Si la majorité des pêcheurs continuent à faire usage des méthodes anciennes, ceux issus des organisations de pêche utilisent des chaloupes pour aller pêcher très loin du rivage. Ce qui est une délivrance si l’on croit le président de l’Association de pêche de Saint Jean du Sud, Moïse Clermont.
Mais, ces pêcheurs de poisson n’ont pas de période de pêche, seul le mauvais temps les freinent. « Quand le temps est clément, nous allons pécher du lundi au vendredi. Quand il n’y a pas de pêche, nous intercalons nous sorties sur la mer » a déclaré Donaldson Felix, secrétaire de l’Organisation pour le développement de la pêche des Cayes, ODPEC. Selon Jean Damas François, la pêche artisanale est un moyen de subsistance. Il a rapporté qu’« ils sont obligés de prendre la mer quotidiennement pour nourrir leurs familles. »
Pourtant, la surpêche devenue un problème mondial génère de graves répercussions sociales, environnementales et économiques telles la perte de la biodiversité et un déséquilibre des écosystèmes marins, une surexploitation d’environ 80 % des stocks de poissons ainsi qu’une perte d’emploi pour les petites structures de pêche.
Par ailleurs, il est difficile qu’un pêcheur attrape une espèce protégée ou en voie de disparition et la relâche par la suite. C’est un manque de sanction qui est à la base de ce comportement émanant des marins, selon le président de l’APSS, Moïse Clermont. « Le pêcheur ne lâchera jamais une tortue qui peut lui rapporter entre 5 à 7 mille 500 gourdes. S’il y avait des lois, il ne ferait pas ça » a déploré le président de l’APSS.
Les organisations de pêche n’ont pas encore fait la connaissance de la pêche dite responsable ou durable. Pourtant, ils se dirigent peu à peu vers des pratiques moins destructives dans l’espace maritime. C’est le cas de l’APSS qui voudrait que la pêche à la senne et au filet soit abandonnée à Saint Jean du Sud, mais faute de moyen, son organisation se limite à former ses membres et sa communauté. Du côté de l’Organisation pour le développement de la pêche des Cayes, ODPEC, un contrôle rigoureux s’effectue sur la taille des poissons que les pêcheurs rapportent.

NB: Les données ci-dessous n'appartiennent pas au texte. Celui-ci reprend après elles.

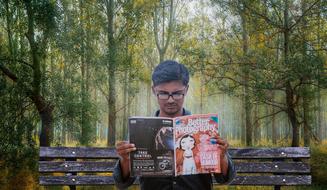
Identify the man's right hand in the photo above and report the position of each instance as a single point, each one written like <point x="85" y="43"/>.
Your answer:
<point x="123" y="148"/>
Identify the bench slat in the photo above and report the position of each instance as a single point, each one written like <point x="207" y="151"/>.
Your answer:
<point x="107" y="166"/>
<point x="76" y="180"/>
<point x="272" y="180"/>
<point x="269" y="153"/>
<point x="238" y="180"/>
<point x="272" y="167"/>
<point x="77" y="152"/>
<point x="236" y="153"/>
<point x="76" y="166"/>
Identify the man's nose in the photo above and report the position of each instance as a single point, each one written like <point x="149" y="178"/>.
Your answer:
<point x="170" y="99"/>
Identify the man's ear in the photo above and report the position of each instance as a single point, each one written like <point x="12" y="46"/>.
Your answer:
<point x="186" y="89"/>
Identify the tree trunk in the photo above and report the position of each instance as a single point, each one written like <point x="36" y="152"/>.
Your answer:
<point x="247" y="102"/>
<point x="43" y="107"/>
<point x="162" y="48"/>
<point x="111" y="73"/>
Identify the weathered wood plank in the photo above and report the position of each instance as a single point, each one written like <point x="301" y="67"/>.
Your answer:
<point x="262" y="153"/>
<point x="76" y="166"/>
<point x="76" y="180"/>
<point x="77" y="152"/>
<point x="236" y="153"/>
<point x="272" y="167"/>
<point x="283" y="180"/>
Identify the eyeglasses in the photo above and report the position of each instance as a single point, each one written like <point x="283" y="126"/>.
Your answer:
<point x="174" y="95"/>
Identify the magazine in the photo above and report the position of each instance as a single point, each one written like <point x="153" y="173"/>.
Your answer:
<point x="183" y="145"/>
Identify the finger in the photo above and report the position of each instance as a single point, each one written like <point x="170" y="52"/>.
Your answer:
<point x="125" y="146"/>
<point x="123" y="152"/>
<point x="119" y="143"/>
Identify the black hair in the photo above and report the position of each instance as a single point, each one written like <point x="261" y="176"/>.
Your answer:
<point x="168" y="71"/>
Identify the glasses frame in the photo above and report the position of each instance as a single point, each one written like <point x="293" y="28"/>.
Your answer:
<point x="172" y="95"/>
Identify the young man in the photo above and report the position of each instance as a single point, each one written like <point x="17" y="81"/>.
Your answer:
<point x="170" y="85"/>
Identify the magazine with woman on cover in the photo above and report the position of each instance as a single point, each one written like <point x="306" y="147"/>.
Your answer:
<point x="183" y="145"/>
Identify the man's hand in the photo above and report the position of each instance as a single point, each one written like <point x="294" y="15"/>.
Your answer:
<point x="123" y="148"/>
<point x="223" y="146"/>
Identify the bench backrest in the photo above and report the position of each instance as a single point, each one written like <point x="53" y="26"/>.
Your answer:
<point x="255" y="166"/>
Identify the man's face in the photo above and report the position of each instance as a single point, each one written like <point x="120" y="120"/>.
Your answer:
<point x="170" y="98"/>
<point x="187" y="143"/>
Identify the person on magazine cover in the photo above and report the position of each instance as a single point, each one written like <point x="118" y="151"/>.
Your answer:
<point x="170" y="85"/>
<point x="186" y="156"/>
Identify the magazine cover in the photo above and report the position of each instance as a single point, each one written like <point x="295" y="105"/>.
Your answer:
<point x="153" y="138"/>
<point x="196" y="150"/>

Bien que beaucoup se plient aux principes, d’autres se montrent parfois réticents à cause de leurs problèmes économiques, a informé Donaldson Felix.
Selon le fondateur et directeur de la Fondation pour la biodiversité marine, Jean Wiener, la pêche responsable est celle où le pêcheur utilise des méthodes qui lui permettent de toujours trouver dans la mer les ressources à tout moment. Cela permet de laisser assez de ressources pour qu’elles puissent se reproduire et que les générations présentes et futures puissent en trouver.

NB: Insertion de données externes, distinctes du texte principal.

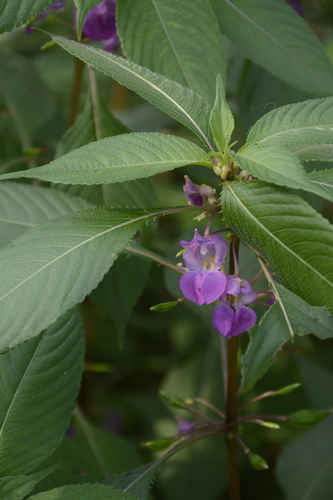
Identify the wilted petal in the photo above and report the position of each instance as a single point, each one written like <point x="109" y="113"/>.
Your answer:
<point x="223" y="320"/>
<point x="202" y="288"/>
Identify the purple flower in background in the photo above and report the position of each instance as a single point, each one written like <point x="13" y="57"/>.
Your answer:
<point x="58" y="6"/>
<point x="232" y="317"/>
<point x="204" y="256"/>
<point x="296" y="5"/>
<point x="199" y="194"/>
<point x="100" y="25"/>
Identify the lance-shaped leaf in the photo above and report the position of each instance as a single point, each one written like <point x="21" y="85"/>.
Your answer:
<point x="289" y="235"/>
<point x="83" y="7"/>
<point x="305" y="467"/>
<point x="221" y="119"/>
<point x="18" y="487"/>
<point x="16" y="12"/>
<point x="323" y="178"/>
<point x="179" y="102"/>
<point x="180" y="40"/>
<point x="305" y="128"/>
<point x="273" y="163"/>
<point x="83" y="492"/>
<point x="23" y="206"/>
<point x="137" y="481"/>
<point x="271" y="34"/>
<point x="287" y="315"/>
<point x="55" y="265"/>
<point x="120" y="158"/>
<point x="33" y="420"/>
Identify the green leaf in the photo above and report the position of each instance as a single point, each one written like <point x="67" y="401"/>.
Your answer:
<point x="83" y="492"/>
<point x="119" y="158"/>
<point x="137" y="481"/>
<point x="83" y="7"/>
<point x="33" y="419"/>
<point x="287" y="233"/>
<point x="180" y="103"/>
<point x="324" y="178"/>
<point x="221" y="119"/>
<point x="305" y="468"/>
<point x="94" y="123"/>
<point x="109" y="454"/>
<point x="273" y="163"/>
<point x="18" y="487"/>
<point x="165" y="36"/>
<point x="55" y="265"/>
<point x="289" y="314"/>
<point x="120" y="290"/>
<point x="295" y="55"/>
<point x="16" y="12"/>
<point x="305" y="128"/>
<point x="29" y="105"/>
<point x="23" y="206"/>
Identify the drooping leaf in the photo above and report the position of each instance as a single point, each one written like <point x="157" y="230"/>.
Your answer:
<point x="137" y="481"/>
<point x="305" y="128"/>
<point x="271" y="34"/>
<point x="180" y="40"/>
<point x="94" y="123"/>
<point x="109" y="454"/>
<point x="23" y="206"/>
<point x="33" y="419"/>
<point x="294" y="239"/>
<point x="16" y="12"/>
<point x="126" y="278"/>
<point x="324" y="178"/>
<point x="305" y="468"/>
<point x="53" y="266"/>
<point x="273" y="163"/>
<point x="83" y="492"/>
<point x="221" y="119"/>
<point x="290" y="314"/>
<point x="119" y="158"/>
<point x="18" y="487"/>
<point x="180" y="103"/>
<point x="83" y="7"/>
<point x="29" y="105"/>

Selon lui, les pêcheurs ne respectent pas les méthodes de la pêche durable, les saisons de pêche et épuisent les ressources à cause des outils qu’ils utilisent. Il propose de changer les équipements de pêche, effectuer des séances de formations, renforcer les lois existantes et donner aux pêcheurs d’autres alternatives pour gagner leur vie.

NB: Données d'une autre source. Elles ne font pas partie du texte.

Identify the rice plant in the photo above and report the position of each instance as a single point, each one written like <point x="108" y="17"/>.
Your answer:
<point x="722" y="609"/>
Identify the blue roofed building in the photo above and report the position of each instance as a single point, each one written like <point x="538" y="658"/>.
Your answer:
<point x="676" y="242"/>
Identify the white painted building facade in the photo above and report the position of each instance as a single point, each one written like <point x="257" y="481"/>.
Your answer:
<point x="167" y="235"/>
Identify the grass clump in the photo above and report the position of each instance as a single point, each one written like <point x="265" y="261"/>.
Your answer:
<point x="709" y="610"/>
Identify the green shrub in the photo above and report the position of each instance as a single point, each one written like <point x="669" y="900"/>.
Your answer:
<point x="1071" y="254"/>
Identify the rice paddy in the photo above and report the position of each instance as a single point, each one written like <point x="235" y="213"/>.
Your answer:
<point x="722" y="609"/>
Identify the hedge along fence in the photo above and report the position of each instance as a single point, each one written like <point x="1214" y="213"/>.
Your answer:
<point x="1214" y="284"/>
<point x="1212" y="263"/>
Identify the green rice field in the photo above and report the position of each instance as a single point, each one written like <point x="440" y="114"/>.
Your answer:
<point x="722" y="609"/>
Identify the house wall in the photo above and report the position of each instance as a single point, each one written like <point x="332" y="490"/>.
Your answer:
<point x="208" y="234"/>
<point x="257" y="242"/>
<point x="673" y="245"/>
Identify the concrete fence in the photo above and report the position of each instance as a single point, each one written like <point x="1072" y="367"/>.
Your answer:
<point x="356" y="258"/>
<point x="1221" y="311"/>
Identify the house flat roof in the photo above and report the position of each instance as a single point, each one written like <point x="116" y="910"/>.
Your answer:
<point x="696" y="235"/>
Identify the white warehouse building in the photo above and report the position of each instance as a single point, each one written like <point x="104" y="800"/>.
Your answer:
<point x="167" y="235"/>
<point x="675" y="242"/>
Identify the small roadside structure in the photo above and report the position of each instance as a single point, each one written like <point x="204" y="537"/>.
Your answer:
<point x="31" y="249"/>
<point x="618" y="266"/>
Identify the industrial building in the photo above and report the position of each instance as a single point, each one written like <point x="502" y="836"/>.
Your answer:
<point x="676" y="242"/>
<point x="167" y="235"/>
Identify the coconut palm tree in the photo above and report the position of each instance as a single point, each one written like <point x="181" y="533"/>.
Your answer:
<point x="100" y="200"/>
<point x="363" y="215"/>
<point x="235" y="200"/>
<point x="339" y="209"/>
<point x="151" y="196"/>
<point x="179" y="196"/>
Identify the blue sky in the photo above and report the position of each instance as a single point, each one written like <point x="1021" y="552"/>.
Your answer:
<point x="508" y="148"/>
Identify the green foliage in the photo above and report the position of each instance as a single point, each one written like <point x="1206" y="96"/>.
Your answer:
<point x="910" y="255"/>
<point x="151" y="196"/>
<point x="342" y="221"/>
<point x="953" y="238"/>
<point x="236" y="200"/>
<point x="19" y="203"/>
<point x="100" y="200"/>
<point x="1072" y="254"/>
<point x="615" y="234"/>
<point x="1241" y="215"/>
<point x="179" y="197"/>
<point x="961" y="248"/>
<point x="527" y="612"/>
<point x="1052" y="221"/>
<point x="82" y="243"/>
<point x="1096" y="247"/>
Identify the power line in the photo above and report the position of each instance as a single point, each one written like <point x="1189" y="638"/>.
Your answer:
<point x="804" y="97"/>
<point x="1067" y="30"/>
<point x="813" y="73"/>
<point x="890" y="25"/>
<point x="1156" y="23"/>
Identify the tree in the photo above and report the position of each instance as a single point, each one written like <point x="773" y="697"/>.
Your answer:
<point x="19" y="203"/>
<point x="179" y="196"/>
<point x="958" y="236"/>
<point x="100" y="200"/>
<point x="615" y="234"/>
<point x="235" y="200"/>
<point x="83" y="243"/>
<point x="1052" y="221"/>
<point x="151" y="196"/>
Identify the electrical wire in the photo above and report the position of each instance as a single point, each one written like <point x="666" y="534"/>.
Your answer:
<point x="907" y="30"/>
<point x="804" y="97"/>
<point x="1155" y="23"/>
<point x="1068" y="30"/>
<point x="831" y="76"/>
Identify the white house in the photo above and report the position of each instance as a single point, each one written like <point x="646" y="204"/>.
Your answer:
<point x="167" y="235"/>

Grâce aux supports de plusieurs organisations non gouvernementales envers les organisations de pêche, plusieurs améliorations ont été remarquées. En utilisant les maigres matériels qu’ils ont reçus, ils ont pu laisser le rivage pour aller pêcher un plus loin. Ce qui a pu aider à réduire la destruction massive sur les alevins et permettre aux pécheurs d’abandonner une série d’outils de pêche qui détruisent l’environnement et l’écosystème marin. Et, selon ce qu’ont rapporté les pêcheurs, s’ils sont formés, reçoivent de l’accompagnement, bénéficient d’autres alternatives et l’implication de l’État dans le secteur, peu à peu, ils arriveront à s’adapter à une pêche durable dans les côtes Sud.